So what makes the storyline so intelligent? Many comic book stories follow a very paint by numbers formula. There is a good guy and a bad guy, the bad guy wants to do something evil so it is the duty of the good guy to stop them. However, Civil War threw that concept out the window. There really were no heroes and villains, just people fighting for their ideals. This rung a little more true to me. In real life, there are very rarely people who are just evil and do things for evil sake. There are just people who do what they think is best, even if they go about it in the wrong way sometimes.
The main debate was whether these people, some of which are basically weapons of mass destruction should be forced to register or does that infringe upon their civil liberties (sound kinda familiar). This debate not only raged among the characters in the book, but the readers themselves. I was in college when this story came out and I remember it sparking huge debates within my friend groups and online. That was the beauty of this story, it took people who would normally never think about social issues such as these and actually made them contemplate the pros and cons. I remember at the time I actually sided with Captain America and the team that was against the registration act. Personally, I feel that political decisions should never be made out of fear but rational thought (but that's a conversation for another day and another blog).

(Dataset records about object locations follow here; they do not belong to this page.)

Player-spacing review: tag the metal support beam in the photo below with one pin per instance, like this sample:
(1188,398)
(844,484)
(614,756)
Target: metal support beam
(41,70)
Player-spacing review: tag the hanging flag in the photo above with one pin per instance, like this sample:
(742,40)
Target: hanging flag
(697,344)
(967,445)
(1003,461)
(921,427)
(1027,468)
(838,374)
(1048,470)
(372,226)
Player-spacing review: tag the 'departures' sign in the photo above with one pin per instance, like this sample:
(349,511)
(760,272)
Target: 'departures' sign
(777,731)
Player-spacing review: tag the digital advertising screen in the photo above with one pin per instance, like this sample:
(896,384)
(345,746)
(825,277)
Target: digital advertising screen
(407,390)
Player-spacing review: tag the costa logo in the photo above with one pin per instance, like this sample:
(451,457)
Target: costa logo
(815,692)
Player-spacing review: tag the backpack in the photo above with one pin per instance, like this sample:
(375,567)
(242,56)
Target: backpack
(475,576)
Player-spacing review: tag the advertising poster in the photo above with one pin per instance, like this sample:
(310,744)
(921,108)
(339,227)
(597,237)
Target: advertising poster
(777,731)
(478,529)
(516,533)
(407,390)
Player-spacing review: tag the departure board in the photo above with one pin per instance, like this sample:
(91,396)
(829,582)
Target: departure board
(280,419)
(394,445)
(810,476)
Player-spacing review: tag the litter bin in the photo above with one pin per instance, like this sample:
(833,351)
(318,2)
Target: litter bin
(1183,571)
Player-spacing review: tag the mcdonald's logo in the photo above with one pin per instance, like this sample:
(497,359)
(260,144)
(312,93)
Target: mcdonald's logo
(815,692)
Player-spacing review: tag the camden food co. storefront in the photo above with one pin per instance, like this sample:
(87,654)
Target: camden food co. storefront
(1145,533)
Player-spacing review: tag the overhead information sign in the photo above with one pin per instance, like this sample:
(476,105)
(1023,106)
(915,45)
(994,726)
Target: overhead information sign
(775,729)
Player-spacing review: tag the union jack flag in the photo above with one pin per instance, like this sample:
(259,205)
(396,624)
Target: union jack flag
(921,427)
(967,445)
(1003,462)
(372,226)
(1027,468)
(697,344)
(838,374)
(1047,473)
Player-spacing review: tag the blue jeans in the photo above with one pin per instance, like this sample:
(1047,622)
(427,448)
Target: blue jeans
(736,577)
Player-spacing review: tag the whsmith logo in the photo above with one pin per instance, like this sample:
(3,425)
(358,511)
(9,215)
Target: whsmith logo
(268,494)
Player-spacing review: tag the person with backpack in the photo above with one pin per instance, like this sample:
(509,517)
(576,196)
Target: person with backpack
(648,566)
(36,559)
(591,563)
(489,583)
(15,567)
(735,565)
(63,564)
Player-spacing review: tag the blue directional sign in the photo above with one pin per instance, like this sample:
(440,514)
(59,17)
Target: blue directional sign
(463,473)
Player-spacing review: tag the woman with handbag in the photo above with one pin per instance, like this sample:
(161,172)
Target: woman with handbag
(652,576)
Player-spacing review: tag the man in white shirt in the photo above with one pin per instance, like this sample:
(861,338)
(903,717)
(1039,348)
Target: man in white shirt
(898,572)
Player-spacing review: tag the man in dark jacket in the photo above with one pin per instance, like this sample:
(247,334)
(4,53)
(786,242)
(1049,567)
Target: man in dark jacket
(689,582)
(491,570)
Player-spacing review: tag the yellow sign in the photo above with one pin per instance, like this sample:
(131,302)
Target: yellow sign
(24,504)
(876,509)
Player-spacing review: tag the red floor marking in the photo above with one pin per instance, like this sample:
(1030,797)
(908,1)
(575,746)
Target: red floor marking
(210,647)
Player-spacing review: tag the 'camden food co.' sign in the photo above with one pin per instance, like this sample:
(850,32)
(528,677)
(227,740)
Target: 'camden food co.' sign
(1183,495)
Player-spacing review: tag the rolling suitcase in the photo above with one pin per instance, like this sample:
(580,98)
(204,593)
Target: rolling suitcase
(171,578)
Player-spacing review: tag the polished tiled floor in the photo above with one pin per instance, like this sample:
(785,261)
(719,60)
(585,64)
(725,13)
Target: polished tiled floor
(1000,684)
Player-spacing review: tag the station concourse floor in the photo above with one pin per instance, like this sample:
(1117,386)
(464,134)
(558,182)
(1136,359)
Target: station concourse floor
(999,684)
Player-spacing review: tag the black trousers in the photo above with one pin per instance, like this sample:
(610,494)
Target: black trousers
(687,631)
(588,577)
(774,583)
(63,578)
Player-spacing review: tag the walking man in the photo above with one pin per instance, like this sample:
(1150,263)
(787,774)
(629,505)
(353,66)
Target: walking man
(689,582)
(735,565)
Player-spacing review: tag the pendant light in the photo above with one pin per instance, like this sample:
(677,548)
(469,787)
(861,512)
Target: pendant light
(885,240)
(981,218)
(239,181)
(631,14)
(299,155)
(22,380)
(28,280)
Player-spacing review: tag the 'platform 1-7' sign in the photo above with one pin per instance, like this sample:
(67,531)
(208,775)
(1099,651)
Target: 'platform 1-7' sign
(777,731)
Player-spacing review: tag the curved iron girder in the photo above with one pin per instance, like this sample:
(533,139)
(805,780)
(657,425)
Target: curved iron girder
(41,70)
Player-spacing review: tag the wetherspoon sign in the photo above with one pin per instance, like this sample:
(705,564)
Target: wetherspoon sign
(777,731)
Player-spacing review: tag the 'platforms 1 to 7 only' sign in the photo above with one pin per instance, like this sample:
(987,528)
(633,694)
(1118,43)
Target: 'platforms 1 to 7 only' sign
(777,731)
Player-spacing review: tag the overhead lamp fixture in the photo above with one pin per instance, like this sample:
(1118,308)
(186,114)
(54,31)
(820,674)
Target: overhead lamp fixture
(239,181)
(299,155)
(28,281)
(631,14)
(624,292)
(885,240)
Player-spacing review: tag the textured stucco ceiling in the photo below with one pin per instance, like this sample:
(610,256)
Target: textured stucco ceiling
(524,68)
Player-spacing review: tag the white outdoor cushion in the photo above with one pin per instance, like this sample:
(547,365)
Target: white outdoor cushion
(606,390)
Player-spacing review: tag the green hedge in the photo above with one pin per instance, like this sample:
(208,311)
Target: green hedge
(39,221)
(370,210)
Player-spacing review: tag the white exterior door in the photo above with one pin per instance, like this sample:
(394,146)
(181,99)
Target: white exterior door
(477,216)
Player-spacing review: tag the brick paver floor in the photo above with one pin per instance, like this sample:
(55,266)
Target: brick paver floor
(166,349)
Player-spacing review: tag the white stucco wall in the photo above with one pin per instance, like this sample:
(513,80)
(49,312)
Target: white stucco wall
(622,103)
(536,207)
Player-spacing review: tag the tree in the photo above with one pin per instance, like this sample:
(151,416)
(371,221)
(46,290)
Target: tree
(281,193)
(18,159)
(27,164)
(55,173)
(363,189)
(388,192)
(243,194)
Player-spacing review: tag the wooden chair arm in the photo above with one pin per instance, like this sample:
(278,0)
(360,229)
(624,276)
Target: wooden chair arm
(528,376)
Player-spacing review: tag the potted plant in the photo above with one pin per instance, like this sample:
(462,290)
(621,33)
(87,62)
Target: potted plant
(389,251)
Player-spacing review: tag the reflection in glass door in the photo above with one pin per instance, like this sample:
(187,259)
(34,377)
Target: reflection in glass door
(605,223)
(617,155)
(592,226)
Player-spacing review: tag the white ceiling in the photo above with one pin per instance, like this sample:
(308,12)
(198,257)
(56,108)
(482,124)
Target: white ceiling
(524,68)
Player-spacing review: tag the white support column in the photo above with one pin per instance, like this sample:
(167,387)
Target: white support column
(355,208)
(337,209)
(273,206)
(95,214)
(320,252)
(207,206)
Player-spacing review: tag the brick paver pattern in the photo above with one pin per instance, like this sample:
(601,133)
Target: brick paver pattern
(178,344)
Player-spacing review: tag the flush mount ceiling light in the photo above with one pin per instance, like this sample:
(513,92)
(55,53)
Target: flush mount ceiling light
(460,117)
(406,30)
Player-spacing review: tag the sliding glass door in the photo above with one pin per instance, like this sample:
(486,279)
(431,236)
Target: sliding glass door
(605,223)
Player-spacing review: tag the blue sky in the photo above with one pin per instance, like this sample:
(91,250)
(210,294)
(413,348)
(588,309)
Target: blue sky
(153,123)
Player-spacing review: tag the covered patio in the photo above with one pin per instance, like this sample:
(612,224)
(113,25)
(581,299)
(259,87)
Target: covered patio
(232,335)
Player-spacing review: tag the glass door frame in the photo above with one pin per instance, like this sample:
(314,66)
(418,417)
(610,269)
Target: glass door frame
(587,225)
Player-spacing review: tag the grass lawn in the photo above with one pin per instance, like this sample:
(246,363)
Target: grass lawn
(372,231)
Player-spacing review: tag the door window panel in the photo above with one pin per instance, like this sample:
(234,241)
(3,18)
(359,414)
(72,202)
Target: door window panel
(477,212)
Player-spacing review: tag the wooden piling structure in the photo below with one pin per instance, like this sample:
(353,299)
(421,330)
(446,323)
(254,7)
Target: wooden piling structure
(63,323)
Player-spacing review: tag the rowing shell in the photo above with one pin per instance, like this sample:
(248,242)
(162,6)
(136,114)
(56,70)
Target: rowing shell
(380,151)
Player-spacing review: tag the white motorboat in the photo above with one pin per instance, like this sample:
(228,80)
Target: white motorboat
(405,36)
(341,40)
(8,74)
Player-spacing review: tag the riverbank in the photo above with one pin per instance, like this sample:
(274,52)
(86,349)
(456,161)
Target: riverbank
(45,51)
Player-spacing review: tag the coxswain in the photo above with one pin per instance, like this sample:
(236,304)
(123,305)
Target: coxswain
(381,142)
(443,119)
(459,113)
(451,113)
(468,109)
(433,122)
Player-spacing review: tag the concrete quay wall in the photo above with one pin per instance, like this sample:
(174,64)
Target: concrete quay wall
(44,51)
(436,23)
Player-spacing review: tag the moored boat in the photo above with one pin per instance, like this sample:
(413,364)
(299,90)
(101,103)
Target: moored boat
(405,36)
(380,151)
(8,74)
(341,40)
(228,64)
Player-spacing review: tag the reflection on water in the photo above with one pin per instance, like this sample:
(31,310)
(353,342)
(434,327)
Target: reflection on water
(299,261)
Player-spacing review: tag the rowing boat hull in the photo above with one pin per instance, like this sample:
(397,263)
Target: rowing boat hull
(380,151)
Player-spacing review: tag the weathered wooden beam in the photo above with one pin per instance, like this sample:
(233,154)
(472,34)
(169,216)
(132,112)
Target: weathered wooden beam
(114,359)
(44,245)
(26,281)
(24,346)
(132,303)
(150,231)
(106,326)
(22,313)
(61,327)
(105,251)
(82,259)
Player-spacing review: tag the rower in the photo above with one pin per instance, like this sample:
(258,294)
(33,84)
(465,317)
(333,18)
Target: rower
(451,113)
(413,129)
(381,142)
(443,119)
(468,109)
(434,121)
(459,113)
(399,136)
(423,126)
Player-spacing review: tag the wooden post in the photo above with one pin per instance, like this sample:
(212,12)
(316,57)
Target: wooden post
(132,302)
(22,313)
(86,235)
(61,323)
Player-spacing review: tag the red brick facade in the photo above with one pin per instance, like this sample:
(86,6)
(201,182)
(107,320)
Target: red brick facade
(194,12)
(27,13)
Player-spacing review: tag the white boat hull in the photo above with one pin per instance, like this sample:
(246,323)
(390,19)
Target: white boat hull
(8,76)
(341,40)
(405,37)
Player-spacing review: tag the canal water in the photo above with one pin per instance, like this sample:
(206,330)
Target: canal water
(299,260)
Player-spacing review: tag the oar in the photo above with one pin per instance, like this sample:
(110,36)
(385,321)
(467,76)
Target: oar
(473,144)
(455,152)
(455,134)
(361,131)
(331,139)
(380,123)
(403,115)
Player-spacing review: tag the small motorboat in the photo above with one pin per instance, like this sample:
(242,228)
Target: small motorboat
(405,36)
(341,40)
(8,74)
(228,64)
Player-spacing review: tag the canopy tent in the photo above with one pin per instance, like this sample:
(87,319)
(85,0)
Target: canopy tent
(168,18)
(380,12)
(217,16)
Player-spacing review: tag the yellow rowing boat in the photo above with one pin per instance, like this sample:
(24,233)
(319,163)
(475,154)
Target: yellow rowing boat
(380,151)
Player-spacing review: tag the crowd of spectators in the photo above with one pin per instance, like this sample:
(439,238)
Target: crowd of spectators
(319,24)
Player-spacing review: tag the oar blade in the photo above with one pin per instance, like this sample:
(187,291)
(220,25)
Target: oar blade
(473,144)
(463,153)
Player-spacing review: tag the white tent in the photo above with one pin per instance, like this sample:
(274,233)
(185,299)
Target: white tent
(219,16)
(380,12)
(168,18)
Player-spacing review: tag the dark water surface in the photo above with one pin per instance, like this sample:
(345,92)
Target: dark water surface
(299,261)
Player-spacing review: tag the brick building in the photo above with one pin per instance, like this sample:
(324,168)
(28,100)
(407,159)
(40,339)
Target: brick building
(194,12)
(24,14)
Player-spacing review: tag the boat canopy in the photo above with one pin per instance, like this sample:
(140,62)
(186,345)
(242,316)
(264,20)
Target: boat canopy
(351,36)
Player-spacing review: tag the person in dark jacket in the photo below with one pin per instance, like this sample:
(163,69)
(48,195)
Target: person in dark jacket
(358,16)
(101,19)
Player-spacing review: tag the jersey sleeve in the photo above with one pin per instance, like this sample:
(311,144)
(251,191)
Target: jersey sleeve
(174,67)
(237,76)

I've spoken to a few people that are a little confused as to why everyone is so excited that Spider-Man is going to be in Civil War. This is because one of the most pivotal moments in Civil War is when Spider-Man shows his support for the registration act by revealing himself as Peter Parker in a press conference. This leads to some very turbulent changes for Spider-Man, all of which get retconned by the events Brand New Day (again, a rant for anther day). As far as I know, when Marvel did not have the film rights to Spider-Man; his place in this important scene was going to be replaced by Black Panther.
There is also a humorous scene from the comic that I really hope makes its way into the film. Basically the scene plays out a bit like this:
Iron Man calls Doctor Strange
Iron Man: Hey, you have to register
Doctor Strange: Well, I'm not gonna
Iron Man: But you have to
Doctor Strange: Come and get me *click*
The end result is that they add an amendment to the registration act that Doctor Strange is exempt.
The reason this is so funny is because even though Doctor Strange appears to be living in a normal apartment, it is basically another dimension that he controls. Long story short, trying to go after him in his own home would be suicide. Iron Man realized this and decided it was better to just not deal with it.
On a final note, one of the aspects that was very clear was the frustration of the writers with current events. As I mentioned earlier, the comic released in 2006, just a few years after September 11, 2001. For people who don't remember, our nation was very afraid at the time and it showed. The government was constantly warning of attacks and telling us to remain vigilant. Basically, they were telling us we were about to die on a daily basis. Anyone who was remotely intelligent got tired of it pretty quick. Anyway, the authors of the comic were very frustrated with the fear mongering culture we has become and showed it in this story arc. This is just something to keep in mind while reading the story. It was a very turbulent time for our nation.
Civil War is not only an amazing series but has many ramifications for the entire Marvel Universe. I won't get to into them so I can avoid spoiler territory. Hopefully this article has been enough to peak your interest in this series. Maybe a few of you will be inspired to read Civil War before the film comes out. At the very least I hope it explained why I am so excited for what I consider to be one of the best Marvel series of all time.